Even kidnapped and tied up, Shanny still proves the most compelling character. When the villain (usually seen eating meals… even if he’s in the middle of a ruined temple, where’s he’s got a whole suckling pig spread out!) chains her up for sacrifice like Andromeda of Greek mythology in a rock-filled mine cart ready to be pushed over a cliff into the sparkling Aegean, the intrepid Shanny still doesn’t lose her nerve. She cuts off his big Talking Villain speech, saying, “No talking. Please, finish it.” This defiance in the face of death reminded me of Diana Rigg in The Avengers (particularly “A Surfeit of H20—“You diabolical mastermind, you!”). Luckily, Dex is fast approaching by helicopter (affording us some beautiful, scenic aerial shots of the picturesque Greek coastline) like Theseus on a latterday Pegasus.

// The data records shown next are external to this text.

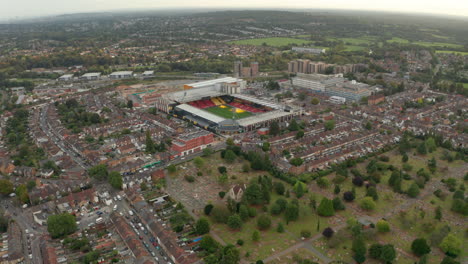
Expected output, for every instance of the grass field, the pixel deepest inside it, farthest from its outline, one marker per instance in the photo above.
(355, 41)
(275, 42)
(464, 53)
(424, 43)
(226, 111)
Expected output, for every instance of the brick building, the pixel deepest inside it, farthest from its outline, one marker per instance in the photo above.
(190, 143)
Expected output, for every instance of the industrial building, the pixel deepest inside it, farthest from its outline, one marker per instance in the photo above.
(91, 76)
(308, 50)
(333, 85)
(65, 77)
(121, 75)
(219, 106)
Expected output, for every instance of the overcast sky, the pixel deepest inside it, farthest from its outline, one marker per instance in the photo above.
(27, 8)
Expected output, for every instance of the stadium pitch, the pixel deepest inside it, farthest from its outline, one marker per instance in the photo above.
(228, 112)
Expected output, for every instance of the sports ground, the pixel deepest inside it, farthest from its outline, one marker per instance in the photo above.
(228, 112)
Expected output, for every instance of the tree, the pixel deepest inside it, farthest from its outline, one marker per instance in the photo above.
(438, 213)
(451, 245)
(383, 226)
(209, 244)
(207, 209)
(329, 125)
(338, 204)
(22, 193)
(449, 260)
(368, 125)
(413, 190)
(99, 172)
(291, 212)
(255, 236)
(279, 188)
(358, 181)
(388, 253)
(432, 165)
(459, 206)
(293, 126)
(372, 192)
(263, 222)
(348, 196)
(202, 226)
(280, 228)
(299, 134)
(431, 144)
(150, 146)
(31, 185)
(296, 161)
(375, 251)
(171, 168)
(404, 158)
(234, 222)
(115, 180)
(359, 249)
(325, 207)
(266, 146)
(422, 148)
(222, 169)
(230, 156)
(420, 247)
(198, 162)
(220, 214)
(328, 232)
(337, 189)
(60, 225)
(367, 203)
(274, 128)
(253, 194)
(6, 187)
(207, 152)
(299, 189)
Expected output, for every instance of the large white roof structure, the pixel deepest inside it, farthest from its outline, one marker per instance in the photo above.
(257, 101)
(212, 82)
(251, 120)
(91, 74)
(201, 113)
(192, 95)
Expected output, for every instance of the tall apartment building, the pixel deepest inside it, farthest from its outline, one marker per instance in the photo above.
(240, 71)
(309, 67)
(316, 82)
(237, 69)
(332, 85)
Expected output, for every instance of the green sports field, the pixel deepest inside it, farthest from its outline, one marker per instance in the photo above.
(227, 112)
(275, 42)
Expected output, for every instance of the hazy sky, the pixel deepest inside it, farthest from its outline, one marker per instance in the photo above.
(28, 8)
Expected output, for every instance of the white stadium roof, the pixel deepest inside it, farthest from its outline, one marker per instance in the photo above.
(201, 113)
(192, 95)
(257, 101)
(215, 81)
(251, 120)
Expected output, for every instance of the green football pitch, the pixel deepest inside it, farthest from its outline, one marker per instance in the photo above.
(228, 112)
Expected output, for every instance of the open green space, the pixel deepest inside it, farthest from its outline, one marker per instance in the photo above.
(355, 41)
(228, 112)
(425, 43)
(275, 42)
(463, 53)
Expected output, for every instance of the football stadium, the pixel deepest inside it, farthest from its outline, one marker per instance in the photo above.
(219, 106)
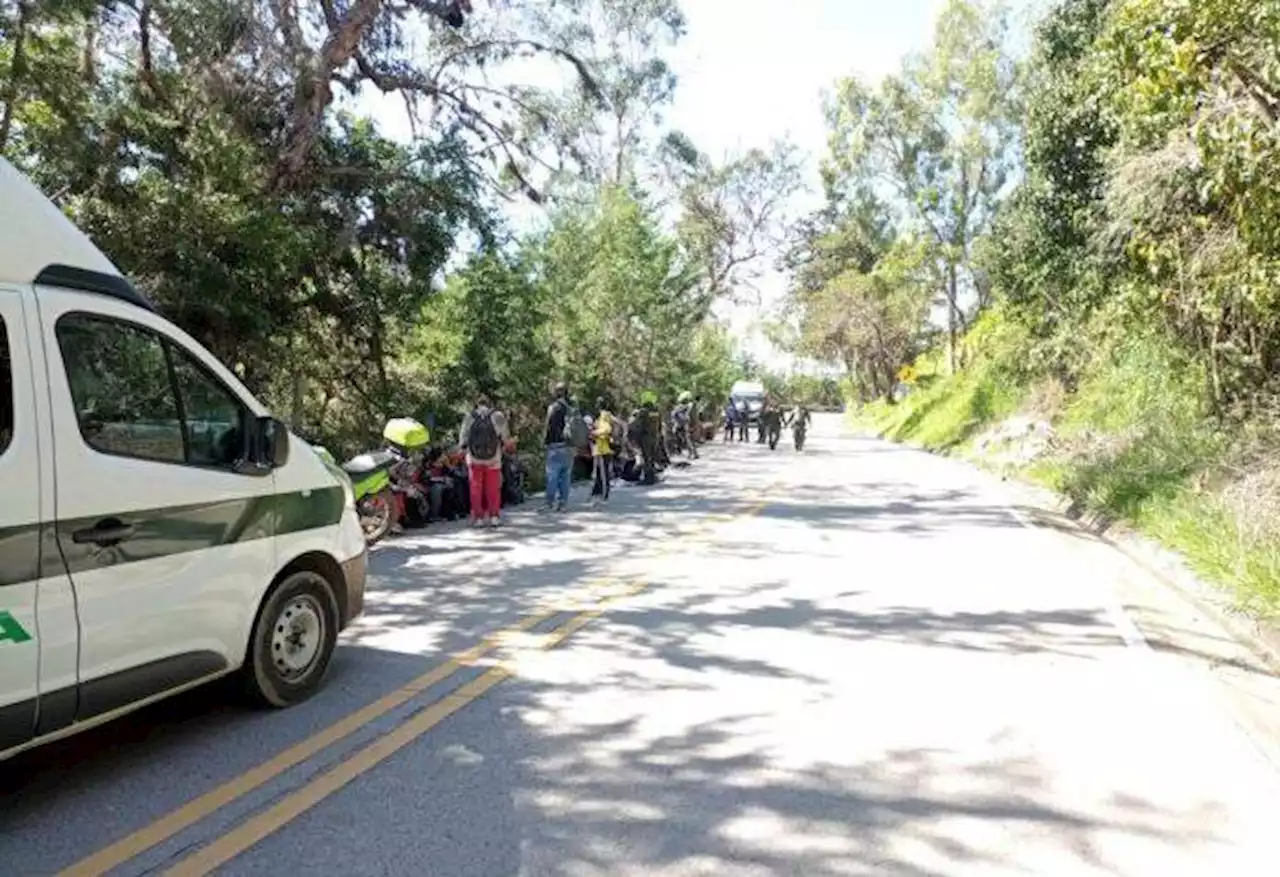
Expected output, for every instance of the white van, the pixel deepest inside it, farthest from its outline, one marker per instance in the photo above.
(158, 529)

Who’s Got the Black Box? drags a bit because of its somewhat awkward three-hero structure (and it’s got a somewhat disorienting and at times oddly atonal score that’s serviceable, but certainly not among the genre’s best), but overall it plays out as a pretty and passably entertaining imitation of frothy Hitchcock elevated by an engaging lead performance from Jean Seberg. It’s certainly not Chabrol’s best go at the Eurospy genre (that would be Marie-Chantal vs. Dr. Kha), but it’s still a beautifully shot film with beautiful locations and a beautiful leading lady. It’s also available on Region 1 DVD, which gives it the edge over the hard-to-find Marie-Chantal. Pathfinder’s anamorphic DVD seems slightly misframed (evidenced in the opening credits), but otherwise manages to convey all that beauty quite well. The English subtitles are kind of weirdly done, though; they seem like fansubs, translating every word literally (rather than poetically providing the gist of the dialogue, the way most subs do) and therefore often disappearing during rapid conversations before the viewer even has a chance to read them. That’s a shame, because you definitely want to be enjoying the beautiful Greek scenery and the beautiful Ms. Seberg rather than constantly reading quickly evaporating subtitles! Still, I’m glad the DVD exists. Fans of glossy Hitchcock imitations like The Prize or Arabesque (I’m not going to put this in the same league as Charade!) will probably find Who's Got the Black Box? worth a viewing.